Since 2008, China has invested a mind-boggling $525 billion in high-speed rail. The result? The Chinese now operate about 23,500 miles of state-of-the art high-speed rail safely carrying millions of people around their nation at rapid speeds. These farsighted investments helped pull the Chinese economy out of the global financial crisis and create an entirely new domestic export industry.

To compete in the 21st century, America needs high-speed rail. The infrastructure debate in Washington provides a historic opportunity for us to catch up with the rest of the industrialized world and build the transportation infrastructure of the future.

In order to spark the second great American rail revolution Biden has called for, Congress should provide a minimum of $20 billion in dedicated funds for high-speed rail operating at speeds above 186 mph in the budget reconciliation bill winding through the House and Senate. These funds should include the robust labor standards outlined in the American High-Speed Rail Act. Congress should also establish a Rail Trust Fund to provide a reliable, dedicated funding source for rail development and a High-Speed Rail Development Authority within the Department of Transportation to plan and coordinate the development of a national high-speed rail network.

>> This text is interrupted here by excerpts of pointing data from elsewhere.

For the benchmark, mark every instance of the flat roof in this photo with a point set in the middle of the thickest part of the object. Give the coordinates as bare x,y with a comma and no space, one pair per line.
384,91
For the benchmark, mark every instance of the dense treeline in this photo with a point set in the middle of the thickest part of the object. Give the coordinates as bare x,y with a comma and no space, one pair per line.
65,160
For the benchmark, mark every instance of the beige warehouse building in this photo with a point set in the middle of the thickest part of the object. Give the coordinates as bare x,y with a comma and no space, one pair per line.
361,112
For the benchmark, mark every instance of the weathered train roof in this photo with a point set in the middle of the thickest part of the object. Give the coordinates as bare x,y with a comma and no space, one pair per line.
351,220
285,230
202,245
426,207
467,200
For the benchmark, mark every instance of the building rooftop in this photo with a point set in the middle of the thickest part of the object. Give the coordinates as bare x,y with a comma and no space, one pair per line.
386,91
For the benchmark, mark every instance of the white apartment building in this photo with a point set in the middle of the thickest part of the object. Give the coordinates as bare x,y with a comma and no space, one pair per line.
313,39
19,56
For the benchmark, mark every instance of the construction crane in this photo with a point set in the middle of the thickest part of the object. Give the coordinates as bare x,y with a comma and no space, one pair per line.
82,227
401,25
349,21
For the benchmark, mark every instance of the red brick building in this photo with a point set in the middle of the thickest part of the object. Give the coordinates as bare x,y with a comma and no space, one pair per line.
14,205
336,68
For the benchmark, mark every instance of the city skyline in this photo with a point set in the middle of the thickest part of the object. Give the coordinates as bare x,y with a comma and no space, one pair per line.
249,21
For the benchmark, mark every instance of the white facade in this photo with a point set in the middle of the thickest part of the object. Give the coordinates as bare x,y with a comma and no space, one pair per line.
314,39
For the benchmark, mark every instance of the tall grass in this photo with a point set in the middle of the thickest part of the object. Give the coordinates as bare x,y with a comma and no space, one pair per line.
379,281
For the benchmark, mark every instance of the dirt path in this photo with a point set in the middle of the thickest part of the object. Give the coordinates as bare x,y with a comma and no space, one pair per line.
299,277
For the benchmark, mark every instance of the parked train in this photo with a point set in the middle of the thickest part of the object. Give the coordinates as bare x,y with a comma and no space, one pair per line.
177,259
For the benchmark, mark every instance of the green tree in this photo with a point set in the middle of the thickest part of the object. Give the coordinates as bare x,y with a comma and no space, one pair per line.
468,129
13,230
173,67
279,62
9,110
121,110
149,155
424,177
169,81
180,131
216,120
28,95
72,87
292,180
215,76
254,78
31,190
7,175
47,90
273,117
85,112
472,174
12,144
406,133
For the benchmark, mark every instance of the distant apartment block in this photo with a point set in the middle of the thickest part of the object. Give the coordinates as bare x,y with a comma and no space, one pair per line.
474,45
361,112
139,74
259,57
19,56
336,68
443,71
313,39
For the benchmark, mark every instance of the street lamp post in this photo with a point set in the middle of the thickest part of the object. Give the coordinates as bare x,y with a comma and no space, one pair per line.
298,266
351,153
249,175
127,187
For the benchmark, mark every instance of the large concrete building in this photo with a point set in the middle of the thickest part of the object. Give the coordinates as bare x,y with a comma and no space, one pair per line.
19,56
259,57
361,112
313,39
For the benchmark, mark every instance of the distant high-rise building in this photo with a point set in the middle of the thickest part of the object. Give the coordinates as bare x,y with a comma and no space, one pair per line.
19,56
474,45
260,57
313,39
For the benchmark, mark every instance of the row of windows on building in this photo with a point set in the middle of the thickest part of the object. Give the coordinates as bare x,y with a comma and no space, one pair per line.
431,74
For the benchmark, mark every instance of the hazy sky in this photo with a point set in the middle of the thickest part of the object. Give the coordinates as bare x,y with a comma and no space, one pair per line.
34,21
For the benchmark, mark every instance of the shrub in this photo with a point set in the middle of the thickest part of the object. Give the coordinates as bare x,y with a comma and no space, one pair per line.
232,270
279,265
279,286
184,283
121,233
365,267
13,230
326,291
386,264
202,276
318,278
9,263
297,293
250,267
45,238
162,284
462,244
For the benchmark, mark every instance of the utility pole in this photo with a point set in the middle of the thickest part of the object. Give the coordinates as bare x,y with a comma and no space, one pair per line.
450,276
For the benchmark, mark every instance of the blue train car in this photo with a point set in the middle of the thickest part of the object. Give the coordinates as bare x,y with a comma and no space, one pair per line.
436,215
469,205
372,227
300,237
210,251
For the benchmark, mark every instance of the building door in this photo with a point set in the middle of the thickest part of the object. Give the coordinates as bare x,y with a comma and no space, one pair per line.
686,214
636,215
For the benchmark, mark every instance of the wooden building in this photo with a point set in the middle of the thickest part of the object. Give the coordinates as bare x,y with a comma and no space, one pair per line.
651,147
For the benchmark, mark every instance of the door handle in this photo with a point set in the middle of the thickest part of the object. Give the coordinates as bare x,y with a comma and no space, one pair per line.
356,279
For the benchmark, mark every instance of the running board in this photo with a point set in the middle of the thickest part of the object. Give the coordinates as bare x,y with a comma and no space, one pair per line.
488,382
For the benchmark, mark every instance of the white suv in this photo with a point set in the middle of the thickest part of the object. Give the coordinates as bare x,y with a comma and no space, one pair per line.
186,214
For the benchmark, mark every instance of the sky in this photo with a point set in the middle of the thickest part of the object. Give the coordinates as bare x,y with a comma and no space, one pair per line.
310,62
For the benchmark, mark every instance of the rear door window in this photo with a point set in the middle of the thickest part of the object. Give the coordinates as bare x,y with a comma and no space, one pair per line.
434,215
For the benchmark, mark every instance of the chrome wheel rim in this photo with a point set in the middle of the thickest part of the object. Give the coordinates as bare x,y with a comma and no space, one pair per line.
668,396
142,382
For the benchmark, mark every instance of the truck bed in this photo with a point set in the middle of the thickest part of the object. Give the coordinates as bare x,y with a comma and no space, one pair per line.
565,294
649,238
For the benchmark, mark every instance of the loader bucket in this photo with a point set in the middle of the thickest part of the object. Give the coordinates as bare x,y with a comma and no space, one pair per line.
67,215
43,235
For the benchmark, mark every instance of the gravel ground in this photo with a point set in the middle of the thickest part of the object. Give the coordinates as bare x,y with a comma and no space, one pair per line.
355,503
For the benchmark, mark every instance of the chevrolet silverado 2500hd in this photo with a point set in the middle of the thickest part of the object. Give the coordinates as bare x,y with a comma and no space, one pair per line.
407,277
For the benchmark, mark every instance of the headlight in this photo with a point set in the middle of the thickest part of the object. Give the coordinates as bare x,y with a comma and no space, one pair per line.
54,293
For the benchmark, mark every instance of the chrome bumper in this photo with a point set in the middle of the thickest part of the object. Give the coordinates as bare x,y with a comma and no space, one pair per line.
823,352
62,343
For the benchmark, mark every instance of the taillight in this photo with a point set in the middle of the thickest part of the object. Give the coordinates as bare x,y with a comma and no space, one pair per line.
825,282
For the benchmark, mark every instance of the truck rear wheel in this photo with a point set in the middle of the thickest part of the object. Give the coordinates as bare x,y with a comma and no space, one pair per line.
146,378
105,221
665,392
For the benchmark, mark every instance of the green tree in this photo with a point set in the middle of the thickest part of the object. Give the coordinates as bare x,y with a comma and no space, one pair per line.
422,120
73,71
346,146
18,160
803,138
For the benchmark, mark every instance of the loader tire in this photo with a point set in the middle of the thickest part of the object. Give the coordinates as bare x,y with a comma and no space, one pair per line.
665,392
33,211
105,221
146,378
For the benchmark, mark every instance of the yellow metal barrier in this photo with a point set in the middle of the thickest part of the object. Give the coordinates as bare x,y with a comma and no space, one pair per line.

To this end, we are serving as co-chairs of the U.S. High-Speed Rail Coalition, a new alliance of business and labor leaders calling on Washington to finally get serious about high-speed rail. This is our moment to make high-speed rail a reality across America. Let’s not waste it.


The authors all served as U.S. secretaries of the Transportation Department: Ray LaHood and Anthony Foxx in the Obama administration and Norman Mineta in the George W. Bush administration.